Well, the Tyros 5 (arranger workstation) is quite different from the Motif XF (music production synthesizer) so which of these two fits into your "ultimate" setup will vary according to your needs. Where the Motif XF is clearly a synthesizer focused in synthesis and doing the part creation yourself, the Tyros 5 focuses its power on assembling and performing music in an entirely different way.
The Master mode in the CP4 while similar to what you might understand in a Motif engine is not a separate mode in the same way. It would be incorrect to assume they are the same - they actually are not. All programs in the CP4 Stage are "Performances", so within each Performance you have the ability to activate a "Master Keyboard" setup that only addresses the external Zones from the current Performance.
The Motif XF Master mode addresses both internal and external Zones. The CP4 Performance parameters address the internal, the Master Keyboard function addresses the external devices (4 Zones). So truly the CP4 PERFORMANCE is the centerpoint of the operation. Rather than associating a Song, a Pattern, a Performance or a Voice with a Master setup, each CP4 Stage Performance can include a Master Keyboard setup. Thus when you recall a Performance it can setup your external devices as well.
While the Motif synth engine features an in depth/comprehensive Master MIDI keyboard control function, the Tyros 5 is focused on controlling itself via its 32-Part engine. And while they both have Vocoders, the Tyros 5 has an in depth/comprehensive vocal harmony function, including Lyrics and Score features.
A weighted action Tyros is currently called the "Yamaha CVP609-series", by the way. At Yamaha there is a method to the product lines. "Arrangers" are quite different from the Music Production Synthesizers, in focus, in approach and in their feature sets. Assuming any of these products are the same would not be doing your homework, the differences are profound.
Bad Mister, your explanations really are fantastic. They are about technology, but expressed in a way that I understand. From listening to all the Tyros5 demos, I felt this was a must have keyboard. But then I listened to your (I assume you are the same "Bad Mister" from the Motifator site- although you seem to have mellowed out) demos on the CP4 and I am impressed and now want it. So from reading the above and thinking about it, I am glad I kept the MotifXF. I am very comfortable and familiar with its features. Thanks for your help.
One suggestion for Yamaha concerning 2 keyboards, there needs to be a good 2 tier keyboard stand in a table top like design, with elevated arms for the upper board, with enough clearance between the top and bottom boards so you can access the controls on the bottom board.

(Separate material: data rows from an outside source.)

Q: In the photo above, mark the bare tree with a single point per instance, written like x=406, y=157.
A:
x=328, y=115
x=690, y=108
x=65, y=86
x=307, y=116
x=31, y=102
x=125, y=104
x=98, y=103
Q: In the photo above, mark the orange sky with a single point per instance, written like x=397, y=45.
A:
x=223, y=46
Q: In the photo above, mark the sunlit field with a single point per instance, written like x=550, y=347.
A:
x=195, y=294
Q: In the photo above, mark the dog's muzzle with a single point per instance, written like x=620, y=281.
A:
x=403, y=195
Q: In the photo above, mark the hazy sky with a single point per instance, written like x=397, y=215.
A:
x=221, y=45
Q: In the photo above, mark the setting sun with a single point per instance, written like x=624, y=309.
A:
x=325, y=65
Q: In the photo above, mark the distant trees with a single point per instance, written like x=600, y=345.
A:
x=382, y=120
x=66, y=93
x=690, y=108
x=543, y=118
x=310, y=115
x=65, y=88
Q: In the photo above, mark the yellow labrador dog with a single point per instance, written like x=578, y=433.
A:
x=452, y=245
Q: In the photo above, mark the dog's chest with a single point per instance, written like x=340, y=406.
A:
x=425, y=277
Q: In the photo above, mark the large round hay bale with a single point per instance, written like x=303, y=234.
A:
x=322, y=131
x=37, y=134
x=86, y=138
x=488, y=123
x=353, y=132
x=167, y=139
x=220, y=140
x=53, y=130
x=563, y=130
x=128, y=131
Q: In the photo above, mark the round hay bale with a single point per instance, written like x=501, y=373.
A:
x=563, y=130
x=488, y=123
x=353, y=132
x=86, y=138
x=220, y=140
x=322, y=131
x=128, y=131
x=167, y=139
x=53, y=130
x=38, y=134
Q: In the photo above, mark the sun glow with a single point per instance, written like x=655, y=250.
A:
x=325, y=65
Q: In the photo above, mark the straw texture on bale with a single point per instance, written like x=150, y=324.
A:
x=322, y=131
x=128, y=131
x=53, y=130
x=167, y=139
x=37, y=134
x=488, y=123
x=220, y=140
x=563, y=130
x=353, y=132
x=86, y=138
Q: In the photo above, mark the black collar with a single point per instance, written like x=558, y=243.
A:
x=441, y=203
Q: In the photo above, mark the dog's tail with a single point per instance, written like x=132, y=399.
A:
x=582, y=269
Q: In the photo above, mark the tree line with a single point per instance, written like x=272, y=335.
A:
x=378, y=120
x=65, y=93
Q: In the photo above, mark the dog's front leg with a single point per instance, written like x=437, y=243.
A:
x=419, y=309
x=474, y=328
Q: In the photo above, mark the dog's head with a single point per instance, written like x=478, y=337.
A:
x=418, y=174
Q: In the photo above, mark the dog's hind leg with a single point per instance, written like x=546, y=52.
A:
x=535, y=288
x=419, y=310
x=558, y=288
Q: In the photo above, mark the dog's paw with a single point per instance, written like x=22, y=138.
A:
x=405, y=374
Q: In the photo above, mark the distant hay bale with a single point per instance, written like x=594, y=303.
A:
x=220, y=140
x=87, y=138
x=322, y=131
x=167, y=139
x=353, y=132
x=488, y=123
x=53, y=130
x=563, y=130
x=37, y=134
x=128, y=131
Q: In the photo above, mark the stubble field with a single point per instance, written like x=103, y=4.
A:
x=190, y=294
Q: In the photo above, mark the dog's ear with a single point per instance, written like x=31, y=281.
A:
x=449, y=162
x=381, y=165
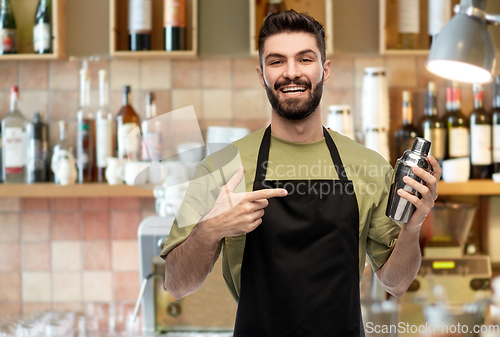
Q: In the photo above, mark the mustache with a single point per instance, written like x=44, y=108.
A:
x=283, y=83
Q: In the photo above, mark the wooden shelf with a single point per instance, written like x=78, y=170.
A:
x=51, y=190
x=472, y=187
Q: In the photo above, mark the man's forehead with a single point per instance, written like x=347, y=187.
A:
x=290, y=43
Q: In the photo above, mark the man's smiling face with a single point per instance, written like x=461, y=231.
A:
x=293, y=74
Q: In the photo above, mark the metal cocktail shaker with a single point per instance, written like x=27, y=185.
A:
x=398, y=208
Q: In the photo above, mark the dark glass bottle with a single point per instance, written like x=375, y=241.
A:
x=8, y=30
x=128, y=137
x=432, y=126
x=406, y=134
x=496, y=124
x=42, y=30
x=480, y=137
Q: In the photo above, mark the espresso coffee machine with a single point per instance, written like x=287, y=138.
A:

The only current product I know of and I have researched this, will only clear about 6" between the bottom of the top and top of the bottom boards. Given the height of the Yamaha keyboards mentioned, it will not work. The Apex is an alternative, but I am not comfortable with its design or stability while playing. Therefore, my suggestion is to make it easier for us to have, control and play 2 stacked Yamaha keyboards by producing this type of product. That's it for me. Great forum! Thanks again!
Regardless of the fact that there is no A/D input converter, the audio input is an excellent feature. If I ever replace my powered mixer and wedges with a pair of powered speakers, that'll allow me to omit a mixer, making for simpler setup, with my two-keyboard rig. Every keyboard should have this feature!